Delessov, silencieux, regardait avec effroi le visage ému et pâli de son interlocuteur.
— Vous connaissez Juristen-Walzer ? — s’écria soudain Albert ; et sans attendre la réponse, il bondit, saisit le violon et se mit à jouer une valse gaie. En s’oubliant tout à fait et supposant évidemment qu’un orchestre entier jouait après lui, Albert souriait, se balançait, marquait la mesure et jouait merveilleusement.
— Ah ! assez s’amuser ! — dit-il en terminant et en agitant le violon.
— J’irai, — dit-il après un court silence. — Et vous, n’irez-vous pas ?

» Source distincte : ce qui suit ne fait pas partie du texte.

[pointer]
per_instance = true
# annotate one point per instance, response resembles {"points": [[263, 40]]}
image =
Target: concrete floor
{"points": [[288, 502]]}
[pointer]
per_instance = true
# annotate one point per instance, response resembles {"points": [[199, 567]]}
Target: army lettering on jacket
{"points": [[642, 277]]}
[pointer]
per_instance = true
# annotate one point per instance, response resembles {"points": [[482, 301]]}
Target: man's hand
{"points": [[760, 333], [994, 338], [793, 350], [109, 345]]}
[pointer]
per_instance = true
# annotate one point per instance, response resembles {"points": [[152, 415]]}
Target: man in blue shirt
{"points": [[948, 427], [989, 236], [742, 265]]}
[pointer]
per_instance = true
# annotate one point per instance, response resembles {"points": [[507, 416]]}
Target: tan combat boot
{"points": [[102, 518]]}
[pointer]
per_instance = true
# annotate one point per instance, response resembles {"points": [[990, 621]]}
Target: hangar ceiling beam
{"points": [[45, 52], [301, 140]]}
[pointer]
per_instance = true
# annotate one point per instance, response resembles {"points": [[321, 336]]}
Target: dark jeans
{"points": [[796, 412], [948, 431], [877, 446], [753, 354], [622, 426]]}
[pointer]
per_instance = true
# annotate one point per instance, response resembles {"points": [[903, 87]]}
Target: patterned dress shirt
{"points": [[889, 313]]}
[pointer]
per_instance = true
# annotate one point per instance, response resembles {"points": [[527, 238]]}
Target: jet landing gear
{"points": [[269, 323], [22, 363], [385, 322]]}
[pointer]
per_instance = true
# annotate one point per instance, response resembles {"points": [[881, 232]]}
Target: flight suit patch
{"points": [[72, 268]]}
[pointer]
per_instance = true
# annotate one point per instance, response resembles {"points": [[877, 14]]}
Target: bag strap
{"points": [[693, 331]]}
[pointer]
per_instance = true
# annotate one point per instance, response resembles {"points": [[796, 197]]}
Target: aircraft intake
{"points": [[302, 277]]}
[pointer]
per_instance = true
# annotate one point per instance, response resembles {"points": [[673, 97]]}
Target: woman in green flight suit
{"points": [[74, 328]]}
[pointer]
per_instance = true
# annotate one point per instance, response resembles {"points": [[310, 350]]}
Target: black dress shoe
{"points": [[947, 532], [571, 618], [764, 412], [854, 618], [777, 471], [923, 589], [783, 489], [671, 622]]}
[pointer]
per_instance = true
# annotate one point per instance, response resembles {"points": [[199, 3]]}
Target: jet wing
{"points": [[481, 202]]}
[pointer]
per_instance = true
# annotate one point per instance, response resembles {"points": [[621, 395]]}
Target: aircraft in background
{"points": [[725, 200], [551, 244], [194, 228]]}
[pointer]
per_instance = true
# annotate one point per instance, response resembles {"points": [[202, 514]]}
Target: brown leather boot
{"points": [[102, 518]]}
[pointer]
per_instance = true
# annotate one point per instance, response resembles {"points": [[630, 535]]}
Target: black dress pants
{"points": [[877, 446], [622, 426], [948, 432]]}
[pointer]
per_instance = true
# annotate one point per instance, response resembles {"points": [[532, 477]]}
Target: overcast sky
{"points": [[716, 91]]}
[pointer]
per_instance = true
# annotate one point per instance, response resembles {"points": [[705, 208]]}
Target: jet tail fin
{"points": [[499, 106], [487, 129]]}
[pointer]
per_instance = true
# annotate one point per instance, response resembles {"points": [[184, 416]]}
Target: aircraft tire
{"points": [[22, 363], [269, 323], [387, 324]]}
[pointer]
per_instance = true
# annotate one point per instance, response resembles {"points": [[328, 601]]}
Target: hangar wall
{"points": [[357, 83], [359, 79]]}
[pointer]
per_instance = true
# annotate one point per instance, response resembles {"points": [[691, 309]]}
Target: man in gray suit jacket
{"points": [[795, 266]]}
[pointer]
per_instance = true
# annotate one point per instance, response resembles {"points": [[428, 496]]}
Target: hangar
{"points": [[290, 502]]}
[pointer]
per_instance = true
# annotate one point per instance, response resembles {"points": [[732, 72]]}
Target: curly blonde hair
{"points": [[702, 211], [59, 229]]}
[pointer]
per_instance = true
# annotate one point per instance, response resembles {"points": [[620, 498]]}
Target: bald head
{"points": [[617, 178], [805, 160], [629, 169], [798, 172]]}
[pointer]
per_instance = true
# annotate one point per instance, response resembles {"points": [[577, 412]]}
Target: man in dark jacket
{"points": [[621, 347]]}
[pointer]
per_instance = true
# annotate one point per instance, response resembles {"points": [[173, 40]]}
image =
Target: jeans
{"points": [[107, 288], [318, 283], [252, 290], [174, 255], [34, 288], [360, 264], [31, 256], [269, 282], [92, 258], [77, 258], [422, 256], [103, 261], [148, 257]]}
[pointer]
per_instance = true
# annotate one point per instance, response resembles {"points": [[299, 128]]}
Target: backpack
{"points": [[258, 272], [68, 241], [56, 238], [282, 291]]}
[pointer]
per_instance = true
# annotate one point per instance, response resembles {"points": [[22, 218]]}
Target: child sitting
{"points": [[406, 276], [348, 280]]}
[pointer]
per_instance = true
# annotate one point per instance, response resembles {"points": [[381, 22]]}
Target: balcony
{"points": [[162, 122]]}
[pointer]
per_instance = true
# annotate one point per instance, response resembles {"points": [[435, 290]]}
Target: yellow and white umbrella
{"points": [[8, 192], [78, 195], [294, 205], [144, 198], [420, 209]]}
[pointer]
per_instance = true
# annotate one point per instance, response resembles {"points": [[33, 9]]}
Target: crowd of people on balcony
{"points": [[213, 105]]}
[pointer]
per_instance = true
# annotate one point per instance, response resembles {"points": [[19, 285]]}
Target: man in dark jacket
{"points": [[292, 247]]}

— Où ? — demanda, étonné, Delessov.
— Chez Anna Ivanovna. Là-bas, c’est gai… le bruit, le monde, la musique.
Delessov, au premier moment, faillit consentir, mais, se reprenant à temps, il se mit à exhorter Albert à n’y pas aller aujourd’hui.
— J’irai pour un moment.
— Non, n’y allez pas.
Albert soupira et posa le violon.
— Alors, rester ?
Il regarda sur la table (il n’y avait plus de vin) et sortit en souhaitant bonne nuit.
Delessov sonna.
— Fais attention, ne laisse pas sortir M. Albert sans ma permission, — dit-il à Zakhar.